French director Sébastien Marnier made his impressive feature film debut with Irréprochable (2016), a taut, elegant thriller about an unemployed 40-year-old woman who stalks a younger woman that “steals” her job. In 2018, he followed with L’Heure de la Sortie, about a substitute teacher who eventually realizes that the elite class he’s tutoring harbours a dark, cult-ish secret.

Both films are slowburning, social realist thrillers that particularly find their groove from the second act onwards – always with a sense of unspoken mystery, peeling off layers upon layers in the characters’ psyches and motivations.  Marnier has certainly seen his Haneke.

French electropop trio Zombie Zombie, consisting of Etienne Jaumet, Cosmic Neman and Dr Schonberg, has been active since the mid 2000s. Before landing their first score assignment with Louiba Hamra (2013), they were known for their old school, analogue electronica, channeling their hero John Carpenter in the tribute album Zombie Zombie Plays John Carpenter (2010), for example. After two collaborations with Marnier, a fruitful, long-lasting relationship seems to have formed. While Irréprochable has been released digitally before, Music Box Records released both scores on the same CD in March-2019.

How is it?

The score for L’Heure de la Sortie is situated within a Carpenter-esque universe – appropriate since the premise of the darkminded pupils has a definite Village of the Damned (1995) feel to it.  Much like Disasterpeace’s score for It Follows (2015), it employs zithering textures in the higher register counterpointed by the occasional dark beat. A good example is the opening track «Etrange balade en forêt (Filature)», a sequence in which the teacher stalks his students through a forest. One of the album’s highlights, for sure, alongside the energetic «La boîte de nuit de Tonton».

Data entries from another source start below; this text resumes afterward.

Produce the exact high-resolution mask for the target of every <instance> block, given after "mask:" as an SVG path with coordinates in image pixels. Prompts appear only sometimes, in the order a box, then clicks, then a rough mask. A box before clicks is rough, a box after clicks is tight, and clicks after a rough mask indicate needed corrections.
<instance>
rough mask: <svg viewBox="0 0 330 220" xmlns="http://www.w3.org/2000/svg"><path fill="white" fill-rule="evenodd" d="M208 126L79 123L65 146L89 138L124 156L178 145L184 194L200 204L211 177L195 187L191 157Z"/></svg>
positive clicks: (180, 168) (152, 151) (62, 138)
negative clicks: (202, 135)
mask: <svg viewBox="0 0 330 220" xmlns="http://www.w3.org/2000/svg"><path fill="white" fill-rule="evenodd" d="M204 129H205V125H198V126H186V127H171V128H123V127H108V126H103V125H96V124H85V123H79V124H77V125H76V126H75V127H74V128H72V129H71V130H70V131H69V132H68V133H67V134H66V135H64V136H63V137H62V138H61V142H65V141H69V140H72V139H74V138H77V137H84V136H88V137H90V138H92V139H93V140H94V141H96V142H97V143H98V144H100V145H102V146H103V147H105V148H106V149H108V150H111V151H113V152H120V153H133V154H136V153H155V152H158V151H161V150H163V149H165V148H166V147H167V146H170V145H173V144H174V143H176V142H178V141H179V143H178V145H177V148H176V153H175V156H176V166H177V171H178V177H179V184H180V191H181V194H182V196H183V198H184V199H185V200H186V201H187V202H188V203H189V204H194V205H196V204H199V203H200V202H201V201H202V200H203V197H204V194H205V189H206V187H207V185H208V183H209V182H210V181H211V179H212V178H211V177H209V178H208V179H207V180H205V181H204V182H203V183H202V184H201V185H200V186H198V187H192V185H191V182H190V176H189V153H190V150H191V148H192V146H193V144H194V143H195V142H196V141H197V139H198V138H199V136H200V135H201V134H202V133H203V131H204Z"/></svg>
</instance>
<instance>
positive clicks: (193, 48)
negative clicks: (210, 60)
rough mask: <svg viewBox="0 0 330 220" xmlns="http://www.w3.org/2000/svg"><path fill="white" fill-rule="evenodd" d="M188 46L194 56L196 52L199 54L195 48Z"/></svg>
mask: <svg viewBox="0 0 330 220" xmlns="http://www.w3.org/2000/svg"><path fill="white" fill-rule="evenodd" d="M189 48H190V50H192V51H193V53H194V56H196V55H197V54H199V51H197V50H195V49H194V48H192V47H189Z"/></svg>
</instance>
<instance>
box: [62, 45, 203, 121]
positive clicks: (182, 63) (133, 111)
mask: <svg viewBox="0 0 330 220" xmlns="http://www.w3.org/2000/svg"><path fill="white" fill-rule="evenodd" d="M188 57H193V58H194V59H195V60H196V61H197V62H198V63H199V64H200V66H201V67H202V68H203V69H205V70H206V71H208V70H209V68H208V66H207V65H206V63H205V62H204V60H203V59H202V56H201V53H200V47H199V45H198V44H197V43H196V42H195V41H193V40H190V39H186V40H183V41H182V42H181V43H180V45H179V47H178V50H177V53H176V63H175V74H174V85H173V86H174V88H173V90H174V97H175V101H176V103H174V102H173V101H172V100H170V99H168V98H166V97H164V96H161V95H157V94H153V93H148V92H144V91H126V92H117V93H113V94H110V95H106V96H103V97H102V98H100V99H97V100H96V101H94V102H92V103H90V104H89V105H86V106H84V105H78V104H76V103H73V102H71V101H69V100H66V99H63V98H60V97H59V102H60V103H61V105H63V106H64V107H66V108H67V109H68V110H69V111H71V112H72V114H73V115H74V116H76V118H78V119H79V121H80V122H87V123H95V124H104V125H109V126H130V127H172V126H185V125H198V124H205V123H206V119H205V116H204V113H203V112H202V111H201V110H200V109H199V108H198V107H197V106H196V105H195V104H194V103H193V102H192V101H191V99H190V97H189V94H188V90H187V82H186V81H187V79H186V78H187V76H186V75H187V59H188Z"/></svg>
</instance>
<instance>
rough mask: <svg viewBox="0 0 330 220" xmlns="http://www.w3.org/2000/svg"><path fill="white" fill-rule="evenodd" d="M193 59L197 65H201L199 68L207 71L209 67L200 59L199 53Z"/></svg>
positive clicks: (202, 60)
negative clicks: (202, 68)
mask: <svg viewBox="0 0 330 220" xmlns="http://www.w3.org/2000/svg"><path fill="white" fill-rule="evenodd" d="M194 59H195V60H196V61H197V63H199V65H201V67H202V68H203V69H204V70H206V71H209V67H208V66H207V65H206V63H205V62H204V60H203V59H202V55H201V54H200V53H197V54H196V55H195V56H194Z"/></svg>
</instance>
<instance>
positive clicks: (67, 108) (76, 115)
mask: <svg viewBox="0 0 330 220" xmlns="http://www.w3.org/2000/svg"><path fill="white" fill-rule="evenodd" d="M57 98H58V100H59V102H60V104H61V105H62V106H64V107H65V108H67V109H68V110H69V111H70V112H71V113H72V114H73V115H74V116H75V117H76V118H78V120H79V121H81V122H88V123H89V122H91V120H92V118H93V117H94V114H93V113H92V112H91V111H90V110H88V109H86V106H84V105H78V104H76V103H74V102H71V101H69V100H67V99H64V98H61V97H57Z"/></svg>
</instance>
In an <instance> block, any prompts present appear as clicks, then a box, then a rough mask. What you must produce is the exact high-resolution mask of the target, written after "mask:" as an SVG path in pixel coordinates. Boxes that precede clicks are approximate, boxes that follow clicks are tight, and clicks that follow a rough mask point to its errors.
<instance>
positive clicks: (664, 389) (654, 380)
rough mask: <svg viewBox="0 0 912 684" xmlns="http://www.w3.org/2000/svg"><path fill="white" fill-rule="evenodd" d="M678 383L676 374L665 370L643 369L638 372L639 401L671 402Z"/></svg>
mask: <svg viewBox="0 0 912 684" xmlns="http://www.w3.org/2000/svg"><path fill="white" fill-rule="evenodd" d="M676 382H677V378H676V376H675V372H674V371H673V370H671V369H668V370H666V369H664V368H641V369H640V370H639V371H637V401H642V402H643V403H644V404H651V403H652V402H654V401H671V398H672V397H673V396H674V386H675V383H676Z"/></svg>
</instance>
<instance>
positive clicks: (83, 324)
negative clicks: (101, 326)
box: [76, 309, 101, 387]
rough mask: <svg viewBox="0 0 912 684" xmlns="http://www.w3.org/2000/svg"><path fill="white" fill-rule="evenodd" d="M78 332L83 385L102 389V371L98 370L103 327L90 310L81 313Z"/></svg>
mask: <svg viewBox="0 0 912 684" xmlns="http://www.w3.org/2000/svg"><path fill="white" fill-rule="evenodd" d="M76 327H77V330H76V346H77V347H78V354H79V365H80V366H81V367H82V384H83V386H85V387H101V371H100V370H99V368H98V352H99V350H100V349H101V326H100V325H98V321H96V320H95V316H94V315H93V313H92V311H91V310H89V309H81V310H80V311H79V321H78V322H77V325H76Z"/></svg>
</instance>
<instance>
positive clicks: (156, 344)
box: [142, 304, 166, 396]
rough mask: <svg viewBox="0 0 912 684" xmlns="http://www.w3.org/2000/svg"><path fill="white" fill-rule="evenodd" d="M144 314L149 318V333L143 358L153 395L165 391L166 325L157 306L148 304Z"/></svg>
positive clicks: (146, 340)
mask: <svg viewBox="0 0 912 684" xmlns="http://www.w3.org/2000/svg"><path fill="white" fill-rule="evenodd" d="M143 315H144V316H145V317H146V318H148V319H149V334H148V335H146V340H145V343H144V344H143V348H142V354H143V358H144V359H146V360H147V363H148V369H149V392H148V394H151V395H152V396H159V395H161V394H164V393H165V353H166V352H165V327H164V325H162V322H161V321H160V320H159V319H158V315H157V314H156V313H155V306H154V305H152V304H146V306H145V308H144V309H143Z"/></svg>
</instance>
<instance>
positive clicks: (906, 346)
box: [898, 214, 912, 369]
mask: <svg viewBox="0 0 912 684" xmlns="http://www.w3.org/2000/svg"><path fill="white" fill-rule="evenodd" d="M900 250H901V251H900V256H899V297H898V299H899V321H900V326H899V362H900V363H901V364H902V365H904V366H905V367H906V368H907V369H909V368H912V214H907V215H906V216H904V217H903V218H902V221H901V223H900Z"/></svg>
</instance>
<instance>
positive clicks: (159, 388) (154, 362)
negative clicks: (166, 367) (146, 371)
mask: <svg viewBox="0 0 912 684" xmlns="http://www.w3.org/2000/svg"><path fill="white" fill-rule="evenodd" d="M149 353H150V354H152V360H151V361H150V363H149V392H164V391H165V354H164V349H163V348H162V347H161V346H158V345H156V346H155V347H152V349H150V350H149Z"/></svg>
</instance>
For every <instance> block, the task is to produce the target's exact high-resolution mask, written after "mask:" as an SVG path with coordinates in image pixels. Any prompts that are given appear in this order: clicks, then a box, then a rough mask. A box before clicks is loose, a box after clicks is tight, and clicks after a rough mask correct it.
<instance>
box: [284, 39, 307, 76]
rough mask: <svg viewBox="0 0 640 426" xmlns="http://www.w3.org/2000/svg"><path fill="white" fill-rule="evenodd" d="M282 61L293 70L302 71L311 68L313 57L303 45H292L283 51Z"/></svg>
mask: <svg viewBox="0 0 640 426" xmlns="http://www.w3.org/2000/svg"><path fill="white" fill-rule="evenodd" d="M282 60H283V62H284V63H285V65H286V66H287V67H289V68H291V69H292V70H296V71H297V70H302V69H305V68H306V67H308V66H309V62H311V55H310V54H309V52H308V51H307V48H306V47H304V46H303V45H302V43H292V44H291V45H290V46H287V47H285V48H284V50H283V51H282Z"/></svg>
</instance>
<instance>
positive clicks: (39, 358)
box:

Another highlight is «Thème de Pierre» for Laurent Lafitte’s teacher character, which occurs twice on the album in slightly different variations – comforting, repetitive chord modulations offering a warm, but slightly downbeat outlook on his eventual descent into suspicion and paranoia. The oddest track is perhaps the song «Free Money» in which the student choir sings about their outrage at the world we live in, performed homogenously and slightly off-key, with a somber, Jóhann Jóhannsson-like drone underneath.

Irréprochable – the superior film of the two – is stylistically in the same territory. The troubled stalker Constance is mirrored perfectly in an icy, electronic soundscape – her monomaniacal obsessions cemented in both regular beats and sliding, twisted harmonies. Like «Running (Theme de Constance)» or «Folie Forieuse, pt. 1» and «Folie Forieuse, pt. 2». The most entertaining cue might be «Boite de nuit» – a funky source cue for the obligatory disco scene – but the greatest appeal of the score is how Zombie Zombie constantly undermines the sense of harmony by adding longlined minor-mode chords under lofty major-mode melodies.

We’re fortunate to live in an age where retro synthwave scores are quite commonplace, but it’s not easy to navigate between the good and the bad. Much like their French colleagues Daft Punk, however, Zombie Zombie is very adept at channeling both 80s and 90s influences, ambient, psychedelia and EDM while keeping their original voice, perfectly suited for the type of socialrealist otherworldliness that directors like Marnier brings to the table. May it long continue!